Hood, a successful businessman, said the fledgling organization, Facing Addiction, was raising money for research and planned to create an authoritative, consumer-friendly website.
When he tried to find help for Austin, he said he had no idea where to turn.
"With heart disease or cancer, you know what to do, who to call, where to go," Hood said. "With addiction, you just feel like you're out in the Wild West."
Ginger Katz of Norwalk, Conn., has equally lofty goals. After her son, Ian, 20, died of a heroin overdose in 1996, she founded the Courage to Speak Foundation to try to end the silence surrounding addiction, and she has developed a drug-prevention curriculum for schools. She is still traveling the country speaking to students and parents.
Doug and Pam Griffin are also trying to connect with other parents. Griffin, a warm and friendly man, whose walrus mustache has turned gray and whose face bears the lines of exhaustion, still runs his computer hardware business. His wife works for an IT provider, and their older daughter, Shannon, runs a flower shop. But they are always thinking about Courtney — her pastel bedroom is as she left it, with the schedules of meetings of Narcotics Anonymous taped to what she called her "recovery wall."
"We've pretty much given up what used to be our life," Doug Griffin said.
In addition to testifying at hearings and forums, the Griffins take calls day and night from parents across the country who have read their story and want to offer an encouraging word or ask for advice. They are establishing a sober house, named after Courtney. And they host a potluck dinner and church service once a month on Sunday nights at the First Baptist Church in nearby Plaistow, where they held Courtney's funeral, for people with addictions and their families.
At the Sunday night service last month, more than 75 people, some from out of state, filled the pews. Among them was the family of Christopher Honor, who was Courtney's boyfriend. He was also addicted to heroin. Last month, almost a year after Courtney's death, Chris, 22, died of an overdose — the 23rd overdose and third fatal one this year in Plaistow, a town of 8,000 people.
Chris' mother, Amanda Jordan, 40, wanted to attend the Sunday night service last month, but it was just two weeks after she had buried Chris, and she worried it might be too soon to go back to that church, where Chris' funeral was held. She sometimes thinks Chris is still alive, and at his funeral she was convinced he was still breathing.

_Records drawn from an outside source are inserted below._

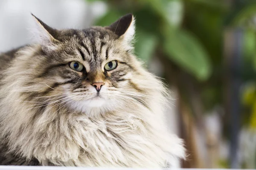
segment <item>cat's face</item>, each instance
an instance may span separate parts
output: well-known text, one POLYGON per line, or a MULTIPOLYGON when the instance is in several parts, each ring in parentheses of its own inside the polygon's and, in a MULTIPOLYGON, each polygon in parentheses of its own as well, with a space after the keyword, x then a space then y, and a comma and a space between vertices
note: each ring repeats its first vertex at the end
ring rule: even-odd
POLYGON ((131 15, 108 27, 83 30, 58 31, 36 19, 40 29, 47 30, 31 65, 37 83, 45 84, 44 96, 84 112, 115 109, 137 100, 143 90, 134 78, 140 66, 131 52, 131 15))

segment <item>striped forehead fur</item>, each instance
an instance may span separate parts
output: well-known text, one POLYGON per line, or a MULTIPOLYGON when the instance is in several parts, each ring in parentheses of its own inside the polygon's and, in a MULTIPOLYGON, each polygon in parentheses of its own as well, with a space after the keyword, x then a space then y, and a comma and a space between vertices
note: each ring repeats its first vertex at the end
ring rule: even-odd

She was afraid she would fall apart, but she and other family members decided to go anyway. During the service, her son Brett, 18, became so overwhelmed with emotion that he had to leave, rushing down the center aisle for the outside. Jordan, also distraught, ran after him. Then a family friend, Shane Manning, ran after both of them. Outside, they all clutched one another and sobbed.
"I'm a mess," Jordan said after coming back inside and kneeling in front of a picture of Chris. In addition to yearning for her son, she had been worried that the Griffins blamed her for Courtney's death. But at the church, the Griffins welcomed her. In their shared pain, the two aching families spoke and embraced.
Jordan, one of the more recent involuntary members of this club of shattered parents, said that someday, when she is better able to function, she "absolutely" wants to work with the Griffins to "help New Hampshire realize there's a huge problem." Right now she just wants to hunt down the person who sold Chris his fatal dose. "These dealers aren't just selling it," she said. "They're murdering people."